They came to the other side of the park. A gust of wind shook the dry twigs of the shrubbery. Hedda shivered. The lighted windows beyond the gates looked warm and welcoming as they went through onto Van Eeghenlaan, and turned towards Jacob Obrechtstraat.

They slowed down, having almost reached Hedda’s lodgings. A tram rattled past the Concert Hall, then the sound of someone walking fast, a woman’s footsteps, more urgent than their own. How long will the other choreographers last in Germany – Laban, Wigman – Hedda wondered? How long before they too displease the Little Chancellor?

‘You’re a very great choreographer,’ she said. ‘I’m sure you know that. People will talk about you in years to come. They’ll write books about your work. I’ve loved working with you, every hour of it.’

‘Thank you. You sound as if you think it’s over,’ he added after a moment.

‘I don’t know,’ she replied. ‘Nothing seems clear. My future – I don’t know…’

‘We’ve become exiles, Hedda. Overnight.’

They embraced and parted at the corner of her street. She watched him walk away, his easy grace – until his figure blurred into the darkness. I admire him so much, she thought. He’s made me the dancer I am. Life in another dance company, without him, was unimaginable.

She unlocked the door. A lamp had been left on in the hall, but everyone must be asleep, there was no sound. She crept up to her room.

Before making her way along the landing to the bathroom, she undressed, switched off the bedroom light, and looked out from her balcony at the quiet tree-lined street, so far from home.
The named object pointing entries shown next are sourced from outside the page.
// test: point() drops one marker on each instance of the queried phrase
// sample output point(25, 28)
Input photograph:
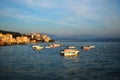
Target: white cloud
point(36, 4)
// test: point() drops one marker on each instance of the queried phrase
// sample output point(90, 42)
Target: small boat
point(87, 47)
point(71, 47)
point(55, 45)
point(37, 47)
point(47, 47)
point(70, 51)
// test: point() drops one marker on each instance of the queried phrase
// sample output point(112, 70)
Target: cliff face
point(9, 38)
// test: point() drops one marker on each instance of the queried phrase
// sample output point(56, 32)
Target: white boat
point(71, 51)
point(37, 47)
point(87, 47)
point(47, 47)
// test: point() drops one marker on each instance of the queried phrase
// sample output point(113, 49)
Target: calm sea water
point(21, 62)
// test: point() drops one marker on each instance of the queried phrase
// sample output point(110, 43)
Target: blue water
point(21, 62)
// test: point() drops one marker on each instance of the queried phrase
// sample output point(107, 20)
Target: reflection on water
point(23, 63)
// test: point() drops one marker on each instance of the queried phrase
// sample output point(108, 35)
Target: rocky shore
point(7, 38)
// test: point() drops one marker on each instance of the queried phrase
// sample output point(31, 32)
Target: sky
point(61, 17)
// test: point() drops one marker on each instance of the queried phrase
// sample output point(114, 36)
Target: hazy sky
point(61, 17)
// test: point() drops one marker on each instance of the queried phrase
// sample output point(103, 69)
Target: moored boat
point(37, 47)
point(87, 47)
point(70, 51)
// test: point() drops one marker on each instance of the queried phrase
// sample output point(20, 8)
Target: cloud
point(36, 4)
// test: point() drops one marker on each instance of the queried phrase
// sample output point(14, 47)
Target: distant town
point(11, 38)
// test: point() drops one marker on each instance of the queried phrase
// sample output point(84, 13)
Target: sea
point(21, 62)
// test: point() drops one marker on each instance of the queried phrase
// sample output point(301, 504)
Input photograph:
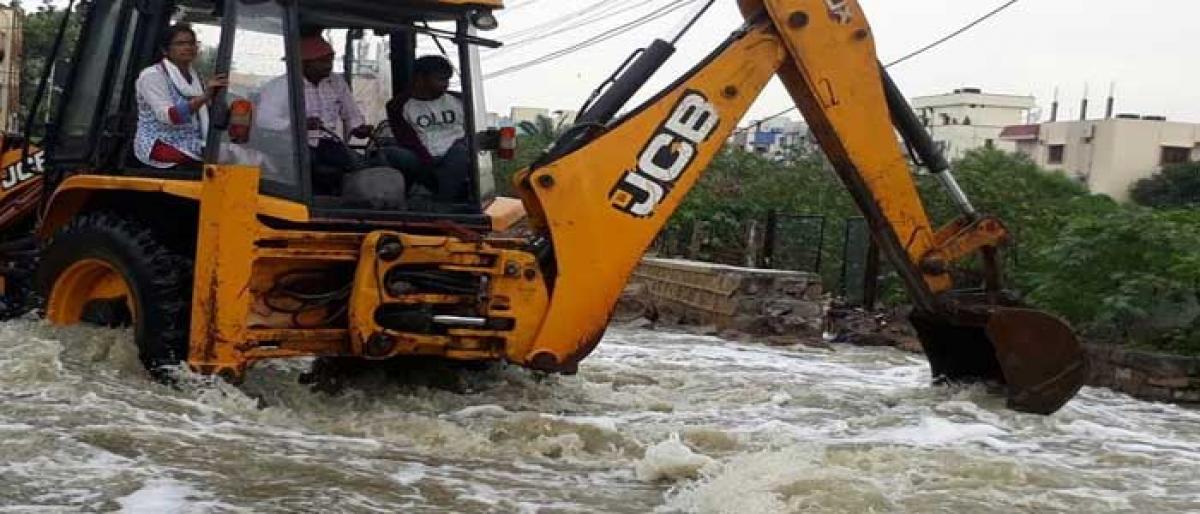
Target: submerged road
point(653, 423)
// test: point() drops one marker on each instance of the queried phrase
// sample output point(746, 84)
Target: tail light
point(508, 147)
point(241, 118)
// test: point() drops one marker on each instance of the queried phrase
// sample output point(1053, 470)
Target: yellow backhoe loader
point(245, 257)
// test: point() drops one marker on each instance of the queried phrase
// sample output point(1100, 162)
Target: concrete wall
point(948, 118)
point(750, 300)
point(1145, 375)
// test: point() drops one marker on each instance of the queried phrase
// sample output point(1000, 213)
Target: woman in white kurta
point(173, 103)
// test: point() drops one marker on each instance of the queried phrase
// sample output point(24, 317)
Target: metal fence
point(786, 241)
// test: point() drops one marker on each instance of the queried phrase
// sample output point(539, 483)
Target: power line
point(595, 40)
point(913, 54)
point(561, 19)
point(955, 34)
point(598, 17)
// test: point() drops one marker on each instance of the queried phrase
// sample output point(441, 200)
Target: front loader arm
point(601, 205)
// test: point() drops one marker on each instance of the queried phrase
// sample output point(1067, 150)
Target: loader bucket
point(1033, 354)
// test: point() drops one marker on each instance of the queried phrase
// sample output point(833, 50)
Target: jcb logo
point(666, 156)
point(18, 174)
point(840, 11)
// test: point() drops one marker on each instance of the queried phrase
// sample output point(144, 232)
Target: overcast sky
point(1146, 47)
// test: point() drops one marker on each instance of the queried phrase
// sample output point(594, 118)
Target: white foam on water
point(160, 496)
point(671, 460)
point(673, 422)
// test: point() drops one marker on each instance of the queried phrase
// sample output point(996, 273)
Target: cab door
point(261, 60)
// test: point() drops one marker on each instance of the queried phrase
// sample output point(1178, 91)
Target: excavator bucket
point(1033, 354)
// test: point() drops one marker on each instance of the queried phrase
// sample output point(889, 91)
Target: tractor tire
point(107, 268)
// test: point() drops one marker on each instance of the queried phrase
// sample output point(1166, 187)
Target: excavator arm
point(599, 205)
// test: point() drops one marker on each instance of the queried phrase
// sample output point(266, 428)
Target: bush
point(1127, 275)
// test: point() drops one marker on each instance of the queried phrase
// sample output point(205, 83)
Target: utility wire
point(561, 19)
point(537, 37)
point(595, 40)
point(913, 54)
point(955, 34)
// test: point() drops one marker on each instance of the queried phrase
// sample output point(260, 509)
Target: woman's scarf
point(189, 89)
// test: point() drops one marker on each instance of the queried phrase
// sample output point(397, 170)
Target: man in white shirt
point(430, 131)
point(329, 107)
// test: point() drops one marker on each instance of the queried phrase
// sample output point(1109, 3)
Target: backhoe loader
point(244, 258)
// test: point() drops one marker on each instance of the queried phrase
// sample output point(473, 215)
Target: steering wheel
point(381, 131)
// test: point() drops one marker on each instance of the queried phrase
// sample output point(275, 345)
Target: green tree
point(41, 27)
point(534, 138)
point(1175, 186)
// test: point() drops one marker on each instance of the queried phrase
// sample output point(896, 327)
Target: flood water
point(654, 422)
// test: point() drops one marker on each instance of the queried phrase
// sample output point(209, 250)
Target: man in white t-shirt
point(430, 131)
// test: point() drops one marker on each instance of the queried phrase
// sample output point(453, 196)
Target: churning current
point(654, 422)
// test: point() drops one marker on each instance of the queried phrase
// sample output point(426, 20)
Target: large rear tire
point(107, 268)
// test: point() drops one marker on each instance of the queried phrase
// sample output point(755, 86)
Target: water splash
point(654, 422)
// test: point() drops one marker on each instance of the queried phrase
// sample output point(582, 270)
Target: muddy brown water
point(653, 423)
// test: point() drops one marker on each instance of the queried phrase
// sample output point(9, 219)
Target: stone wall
point(769, 303)
point(755, 302)
point(1145, 375)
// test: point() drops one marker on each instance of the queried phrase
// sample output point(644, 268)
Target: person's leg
point(409, 163)
point(454, 174)
point(335, 155)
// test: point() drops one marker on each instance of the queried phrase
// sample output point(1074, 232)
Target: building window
point(1176, 155)
point(1055, 154)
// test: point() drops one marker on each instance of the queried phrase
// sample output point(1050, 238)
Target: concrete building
point(774, 138)
point(11, 51)
point(1108, 155)
point(562, 118)
point(969, 119)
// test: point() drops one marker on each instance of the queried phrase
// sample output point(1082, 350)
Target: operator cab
point(261, 119)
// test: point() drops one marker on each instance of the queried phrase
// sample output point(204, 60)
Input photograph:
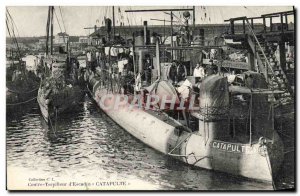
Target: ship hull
point(65, 100)
point(251, 161)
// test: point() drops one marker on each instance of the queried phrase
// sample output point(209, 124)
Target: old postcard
point(150, 98)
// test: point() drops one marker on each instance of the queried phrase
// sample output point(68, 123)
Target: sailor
point(89, 59)
point(210, 69)
point(147, 70)
point(97, 57)
point(172, 72)
point(181, 72)
point(199, 71)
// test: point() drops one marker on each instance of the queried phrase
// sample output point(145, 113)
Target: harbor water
point(85, 143)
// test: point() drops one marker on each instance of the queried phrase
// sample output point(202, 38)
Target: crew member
point(181, 72)
point(199, 71)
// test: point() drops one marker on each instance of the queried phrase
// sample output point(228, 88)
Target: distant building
point(61, 38)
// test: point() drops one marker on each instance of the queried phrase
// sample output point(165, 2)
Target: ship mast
point(113, 13)
point(49, 28)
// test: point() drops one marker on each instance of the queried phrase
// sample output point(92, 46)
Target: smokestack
point(145, 32)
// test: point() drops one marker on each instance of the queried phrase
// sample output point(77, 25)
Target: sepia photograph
point(150, 98)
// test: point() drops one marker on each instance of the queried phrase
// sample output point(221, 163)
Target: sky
point(31, 20)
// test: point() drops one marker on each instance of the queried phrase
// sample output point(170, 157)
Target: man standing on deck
point(181, 72)
point(89, 59)
point(147, 70)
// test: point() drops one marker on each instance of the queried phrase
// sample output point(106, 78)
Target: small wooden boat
point(21, 87)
She longed for the warmth of another body to lie beside her.

Part One — 1939 Amsterdam

The Dunes

‘Werner, come out! It’s a wonderful night.’ Katje whispered. ‘Are you awake?’ She opened her brother’s bedroom door.

Werner sat cross-legged on the bed in his nightshirt, bent over his book in the lamplight.

‘There’ll never be another night like this.’

‘I’m reading.’

‘You’ve all the time in the world to read.’ She leapt into the room and onto his bed. ‘I just can’t sleep. I’ve been trying for such a long time. What are you reading?’ She took the book from him. ‘Poetry.’ She threw it down, stood on the bed and bounced from foot to foot as she leaned out of the open window. ‘The moon has made a sparkling path across the sea and the pine trees are majestic. There – that’s poetry for you.’

‘What are you doing?’

‘What do you think? Pa will have locked the door and I don’t want him hearing me getting out that way.’ She climbed onto the sill.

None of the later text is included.